Geriye dönüp baktığımızda Libya Savaşı’nda Türkiye’nin takındığı bağımsız ve güçlü tutum, Ermenistan-Azerbaycan Savaşı’nda “iki devlet, bir millet” olan Azerbaycan ile Türkiye’nin ortaya koyduğu muazzam başarı ve Ukrayna-Rusya Savaşı sırasında Türkiye’nin benimsediği her iki tarafla görüşme yoluyla krizi yumuşatma ve durdurma stratejisi kamuoyundan büyük bir takdir ve destek gördü.
Özellikle Ukrayna-Rusya Savaşı’nda Cumhurbaşkanı Erdoğan’ın ev sahipliğini üstlendiği Dolmabahçe barış görüşmelerinde savaşan tarafların temsilcileri tarafından ayakta alkışlanması, küresel siyaset açısından Cumhurbaşkanı Erdoğan’ın ne denli büyük bir etkiye sahip olduğunu gösteren sembolik bir olaydı.
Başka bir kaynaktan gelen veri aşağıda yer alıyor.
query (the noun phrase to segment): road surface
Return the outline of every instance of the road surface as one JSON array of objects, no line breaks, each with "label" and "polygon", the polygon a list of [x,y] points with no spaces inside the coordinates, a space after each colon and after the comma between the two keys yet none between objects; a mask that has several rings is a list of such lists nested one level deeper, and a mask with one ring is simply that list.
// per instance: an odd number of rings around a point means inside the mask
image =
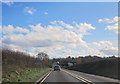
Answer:
[{"label": "road surface", "polygon": [[116,79],[71,70],[51,71],[39,84],[120,84]]}]

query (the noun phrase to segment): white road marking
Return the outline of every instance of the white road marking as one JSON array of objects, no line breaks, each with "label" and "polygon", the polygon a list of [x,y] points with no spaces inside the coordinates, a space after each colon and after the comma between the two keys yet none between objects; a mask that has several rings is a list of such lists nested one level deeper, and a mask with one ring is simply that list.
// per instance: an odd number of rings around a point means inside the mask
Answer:
[{"label": "white road marking", "polygon": [[62,70],[62,71],[70,74],[71,76],[77,78],[78,80],[81,80],[82,82],[84,82],[84,83],[86,83],[86,84],[95,84],[95,83],[93,83],[92,81],[87,80],[87,79],[85,79],[85,78],[83,78],[83,77],[81,77],[81,76],[79,76],[79,75],[74,74],[74,73],[70,73],[70,72],[65,71],[65,70]]},{"label": "white road marking", "polygon": [[51,74],[51,72],[52,72],[52,71],[50,71],[50,72],[47,74],[47,76],[45,76],[45,77],[41,80],[40,84],[42,84],[42,83],[47,79],[47,77]]}]

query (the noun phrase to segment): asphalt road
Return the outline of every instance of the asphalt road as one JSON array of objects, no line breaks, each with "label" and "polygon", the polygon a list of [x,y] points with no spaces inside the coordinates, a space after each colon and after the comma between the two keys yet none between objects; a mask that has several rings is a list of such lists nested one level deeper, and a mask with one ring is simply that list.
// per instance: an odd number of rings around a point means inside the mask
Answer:
[{"label": "asphalt road", "polygon": [[41,84],[120,84],[118,80],[71,70],[51,71]]}]

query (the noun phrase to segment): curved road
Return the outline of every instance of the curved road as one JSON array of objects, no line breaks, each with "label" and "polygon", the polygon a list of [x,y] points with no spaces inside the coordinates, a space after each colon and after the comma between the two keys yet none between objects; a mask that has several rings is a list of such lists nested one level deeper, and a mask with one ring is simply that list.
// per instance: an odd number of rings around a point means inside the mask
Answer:
[{"label": "curved road", "polygon": [[40,84],[120,84],[118,80],[71,70],[51,71]]}]

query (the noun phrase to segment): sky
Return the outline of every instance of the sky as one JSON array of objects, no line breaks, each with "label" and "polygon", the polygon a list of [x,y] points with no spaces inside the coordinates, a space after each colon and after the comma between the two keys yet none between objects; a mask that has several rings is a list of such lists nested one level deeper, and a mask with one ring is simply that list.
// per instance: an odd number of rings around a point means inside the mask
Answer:
[{"label": "sky", "polygon": [[50,58],[117,56],[117,2],[4,2],[3,48]]}]

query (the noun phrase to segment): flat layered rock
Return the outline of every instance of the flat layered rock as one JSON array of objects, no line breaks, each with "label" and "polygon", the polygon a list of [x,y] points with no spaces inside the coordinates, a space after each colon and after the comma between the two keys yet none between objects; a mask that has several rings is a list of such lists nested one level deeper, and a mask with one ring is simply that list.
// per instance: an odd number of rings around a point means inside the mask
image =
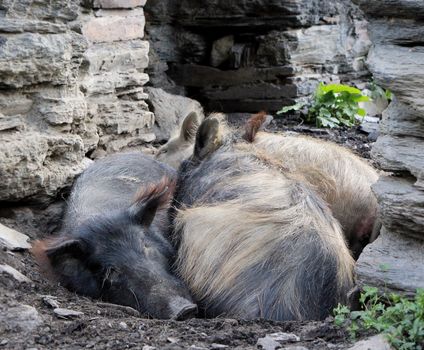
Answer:
[{"label": "flat layered rock", "polygon": [[84,143],[78,135],[22,132],[0,139],[0,199],[53,196],[82,172]]},{"label": "flat layered rock", "polygon": [[375,80],[390,89],[400,102],[424,111],[424,48],[375,45],[368,54]]},{"label": "flat layered rock", "polygon": [[43,320],[35,307],[24,304],[0,306],[0,331],[29,333],[42,323]]},{"label": "flat layered rock", "polygon": [[392,136],[422,138],[424,135],[424,113],[400,103],[396,98],[383,112],[381,133]]},{"label": "flat layered rock", "polygon": [[92,43],[142,39],[145,18],[143,9],[102,12],[82,26],[82,33]]},{"label": "flat layered rock", "polygon": [[353,0],[365,13],[374,17],[424,18],[421,0]]},{"label": "flat layered rock", "polygon": [[6,264],[0,265],[0,274],[2,274],[2,273],[12,277],[13,279],[18,281],[19,283],[30,283],[31,282],[31,280],[28,277],[26,277],[25,275],[20,273],[18,270],[16,270],[12,266],[9,266],[9,265],[6,265]]},{"label": "flat layered rock", "polygon": [[415,185],[424,189],[424,142],[416,137],[383,135],[377,139],[371,155],[382,169],[410,172],[417,179]]},{"label": "flat layered rock", "polygon": [[365,247],[355,271],[361,287],[376,286],[381,292],[409,297],[424,288],[424,242],[387,232]]},{"label": "flat layered rock", "polygon": [[0,224],[0,246],[12,251],[26,250],[31,248],[28,240],[27,235]]},{"label": "flat layered rock", "polygon": [[20,88],[75,81],[78,64],[72,57],[84,52],[86,40],[77,33],[0,34],[0,46],[0,85]]}]

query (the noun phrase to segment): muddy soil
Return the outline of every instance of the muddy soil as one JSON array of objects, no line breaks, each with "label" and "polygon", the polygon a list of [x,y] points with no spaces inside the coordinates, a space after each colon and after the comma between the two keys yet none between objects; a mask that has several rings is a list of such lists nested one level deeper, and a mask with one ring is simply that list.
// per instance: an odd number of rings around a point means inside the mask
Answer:
[{"label": "muddy soil", "polygon": [[[233,124],[240,126],[242,120],[237,118]],[[302,132],[333,140],[369,158],[371,143],[368,136],[356,129],[316,129],[299,125],[296,118],[274,120],[269,129]],[[7,206],[0,209],[0,222],[35,239],[54,233],[60,227],[62,208],[61,201],[46,208]],[[7,273],[0,273],[0,350],[257,349],[258,339],[276,332],[293,333],[299,337],[298,341],[281,341],[281,347],[287,349],[345,349],[351,345],[347,334],[332,325],[331,318],[323,322],[226,318],[152,320],[130,308],[70,293],[41,275],[26,251],[0,251],[1,264],[14,267],[29,281],[18,282]],[[22,305],[33,308],[26,308],[24,312]],[[54,307],[82,314],[60,318],[53,311]]]}]

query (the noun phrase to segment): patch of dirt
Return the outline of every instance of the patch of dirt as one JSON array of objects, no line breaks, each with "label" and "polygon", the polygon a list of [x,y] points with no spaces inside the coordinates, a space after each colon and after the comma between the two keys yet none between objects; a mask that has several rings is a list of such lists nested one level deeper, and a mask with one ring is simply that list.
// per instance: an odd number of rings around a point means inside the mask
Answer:
[{"label": "patch of dirt", "polygon": [[[247,115],[245,119],[247,119]],[[232,121],[241,127],[240,116]],[[296,131],[343,144],[369,158],[371,143],[358,130],[323,130],[299,125],[296,119],[277,119],[269,130]],[[53,233],[60,226],[62,202],[47,208],[0,209],[0,222],[32,239]],[[28,252],[0,251],[0,265],[8,264],[31,282],[18,282],[0,273],[0,350],[1,349],[257,349],[259,338],[276,332],[294,333],[295,343],[282,348],[304,346],[306,349],[345,349],[347,335],[331,319],[323,322],[270,322],[234,319],[192,319],[162,321],[137,316],[130,308],[101,303],[80,297],[47,280]],[[51,296],[60,308],[83,312],[73,319],[61,319],[43,299]],[[13,322],[8,312],[16,305],[30,305],[38,314],[38,325]],[[153,348],[154,347],[154,348]]]}]

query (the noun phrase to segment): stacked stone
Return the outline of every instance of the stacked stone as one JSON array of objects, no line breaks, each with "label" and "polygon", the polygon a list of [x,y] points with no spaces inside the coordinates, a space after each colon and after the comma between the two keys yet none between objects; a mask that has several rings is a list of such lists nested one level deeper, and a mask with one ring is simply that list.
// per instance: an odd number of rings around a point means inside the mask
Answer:
[{"label": "stacked stone", "polygon": [[154,138],[144,2],[1,2],[0,201],[55,196],[87,155]]},{"label": "stacked stone", "polygon": [[381,236],[357,264],[360,285],[413,295],[424,288],[424,6],[421,0],[355,0],[369,16],[369,69],[396,98],[372,150],[383,176],[373,190]]},{"label": "stacked stone", "polygon": [[209,110],[279,110],[319,81],[367,75],[369,40],[349,1],[151,0],[153,86]]}]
Son günlerde tüm dünya kamuoyunun odaklandığı İsrail-Filistin arasındaki büyük savaş ve İsrail’in bunu bir sivil katliamına dönüştürmesi karşısında Cumhurbaşkanı Erdoğan’ın mazlumdan yana durması ve zalime meydan okuması, bu tutumu İslam İşbirliği Teşkilatı’ndan Batılı ülkelere uzanan küresel bir diplomasiye dönüştürmesi kamuoyunda hem Cumhurbaşkanı Erdoğan’a hem de AK Parti’ye olan takdiri artırmıştır.
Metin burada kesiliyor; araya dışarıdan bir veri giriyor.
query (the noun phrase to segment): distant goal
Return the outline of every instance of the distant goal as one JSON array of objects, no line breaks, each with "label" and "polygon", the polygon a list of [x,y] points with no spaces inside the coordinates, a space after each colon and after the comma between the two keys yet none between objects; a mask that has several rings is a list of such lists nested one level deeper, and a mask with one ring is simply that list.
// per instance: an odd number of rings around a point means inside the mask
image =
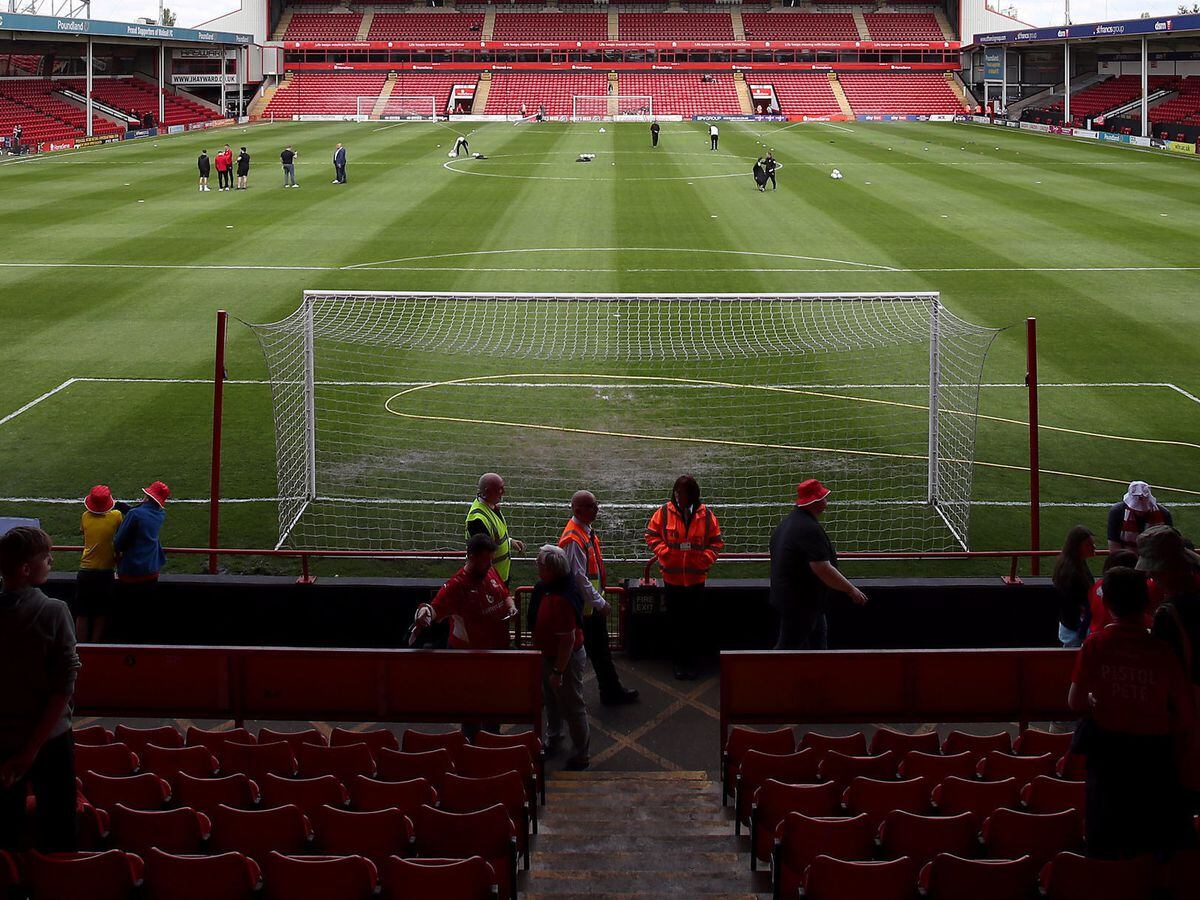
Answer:
[{"label": "distant goal", "polygon": [[434,121],[438,98],[407,94],[392,94],[386,100],[359,97],[358,118],[360,121]]},{"label": "distant goal", "polygon": [[576,94],[572,121],[647,121],[654,118],[654,98],[629,94]]},{"label": "distant goal", "polygon": [[485,472],[529,546],[571,493],[606,556],[646,556],[692,473],[730,552],[763,552],[796,484],[839,547],[970,547],[976,420],[997,331],[937,294],[306,292],[252,326],[275,409],[278,542],[461,551]]}]

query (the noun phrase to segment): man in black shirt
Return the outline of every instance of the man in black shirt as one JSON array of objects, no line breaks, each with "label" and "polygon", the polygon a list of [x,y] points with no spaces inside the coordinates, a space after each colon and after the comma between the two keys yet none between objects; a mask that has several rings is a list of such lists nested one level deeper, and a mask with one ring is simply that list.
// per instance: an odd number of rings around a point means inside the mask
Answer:
[{"label": "man in black shirt", "polygon": [[796,509],[770,535],[770,605],[779,613],[776,650],[829,647],[826,612],[829,594],[840,592],[862,606],[866,595],[838,571],[838,554],[817,521],[829,488],[816,479],[796,487]]}]

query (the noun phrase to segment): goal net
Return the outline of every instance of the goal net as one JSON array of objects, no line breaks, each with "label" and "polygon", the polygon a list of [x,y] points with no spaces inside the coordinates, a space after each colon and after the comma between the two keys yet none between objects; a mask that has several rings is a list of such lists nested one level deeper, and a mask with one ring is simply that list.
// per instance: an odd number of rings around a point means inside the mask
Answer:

Seçim dönemlerinin kendine has bir psikolojisi vardır ve inişli çıkışlı durumlar yaşanmakla birlikte bu psikoloji bir süre sonra yerleşik hâle gelir. Yukarıda belirttiğim nedenlerden ötürü önümüzdeki yerel seçimlerin psikolojisinin Cumhur İttifakı’nın lehinde geliştiği görülüyor.
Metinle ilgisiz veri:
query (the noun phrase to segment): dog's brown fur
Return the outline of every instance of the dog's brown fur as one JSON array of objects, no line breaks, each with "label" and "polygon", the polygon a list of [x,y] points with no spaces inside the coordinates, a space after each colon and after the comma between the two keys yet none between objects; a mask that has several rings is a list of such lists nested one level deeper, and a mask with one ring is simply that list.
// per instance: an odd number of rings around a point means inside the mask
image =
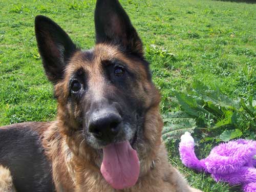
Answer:
[{"label": "dog's brown fur", "polygon": [[[49,34],[45,33],[44,35]],[[131,47],[133,46],[133,51],[136,51],[141,56],[142,44],[140,40],[135,42]],[[126,43],[128,42],[123,42]],[[50,41],[49,44],[53,42]],[[39,135],[45,153],[51,165],[56,190],[58,192],[199,191],[189,188],[181,175],[168,162],[164,144],[161,139],[163,124],[159,109],[160,94],[149,80],[149,75],[141,60],[137,57],[127,56],[119,46],[105,42],[98,42],[93,53],[94,56],[89,59],[83,52],[76,50],[72,53],[69,65],[65,70],[63,78],[61,79],[56,80],[48,74],[49,79],[55,85],[55,94],[58,101],[56,121],[11,125],[20,129],[27,126],[36,127],[30,129]],[[58,55],[57,52],[55,53]],[[102,61],[113,59],[126,63],[129,70],[133,71],[136,82],[133,89],[130,90],[130,94],[142,101],[143,106],[147,109],[144,115],[143,135],[138,139],[139,141],[136,145],[140,163],[138,181],[133,187],[119,190],[112,188],[100,173],[102,155],[84,142],[84,138],[80,130],[81,125],[77,120],[82,115],[84,105],[69,100],[69,83],[73,73],[77,71],[89,72],[87,74],[90,77],[88,87],[93,88],[93,90],[89,88],[88,92],[91,91],[90,93],[94,97],[102,95],[106,91],[104,89],[108,84],[103,77]],[[47,73],[47,69],[46,70]],[[120,91],[115,87],[110,87],[106,91]],[[10,126],[3,129],[8,127]]]},{"label": "dog's brown fur", "polygon": [[0,165],[0,191],[16,191],[10,170]]}]

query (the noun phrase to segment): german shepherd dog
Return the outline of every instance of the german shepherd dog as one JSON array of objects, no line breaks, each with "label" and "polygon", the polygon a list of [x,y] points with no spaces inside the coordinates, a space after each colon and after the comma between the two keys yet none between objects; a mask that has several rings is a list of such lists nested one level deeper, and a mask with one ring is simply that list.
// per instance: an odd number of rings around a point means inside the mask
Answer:
[{"label": "german shepherd dog", "polygon": [[0,190],[199,191],[168,162],[160,94],[129,16],[118,0],[98,0],[94,18],[96,45],[81,51],[36,17],[57,119],[0,129]]}]

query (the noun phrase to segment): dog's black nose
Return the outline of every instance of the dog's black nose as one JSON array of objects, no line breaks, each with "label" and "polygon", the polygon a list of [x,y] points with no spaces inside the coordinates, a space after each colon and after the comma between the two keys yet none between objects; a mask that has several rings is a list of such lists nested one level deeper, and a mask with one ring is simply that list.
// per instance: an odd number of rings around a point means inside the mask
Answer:
[{"label": "dog's black nose", "polygon": [[118,134],[121,121],[121,116],[115,112],[95,112],[91,115],[89,131],[99,139],[111,141]]}]

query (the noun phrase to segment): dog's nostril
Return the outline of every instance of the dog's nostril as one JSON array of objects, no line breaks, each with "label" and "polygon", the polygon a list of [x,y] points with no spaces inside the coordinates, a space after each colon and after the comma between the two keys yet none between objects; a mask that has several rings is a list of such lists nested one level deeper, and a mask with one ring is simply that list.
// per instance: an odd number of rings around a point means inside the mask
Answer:
[{"label": "dog's nostril", "polygon": [[102,140],[112,139],[119,132],[122,119],[119,114],[115,113],[93,114],[89,125],[89,131],[94,136]]}]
Cumhurbaşkanı Erdoğan, AK Parti il başkanları toplantısında “Yeniden İstanbul” sloganını vurguladı. Elbette AK Parti, önceki yerel seçimlerde kaybettiği tüm illeri yeniden kazanmak istese de İstanbul seçimlerinin kazanılması parti içinde ciddi bir motivasyon kaynağına dönüşmüş durumda.
Muhalefet partileri açısından genel seçimlerde yaşanan seçim hezimeti muhalefetin hem İstanbul’daki hem de Ankara’daki yerel seçim performansını olumsuz etkileyeceğe benziyor. Özellikle İstanbul seçimleri açısından AK Parti’nin seçimlere avantajlı girdiğini düşünüyorum.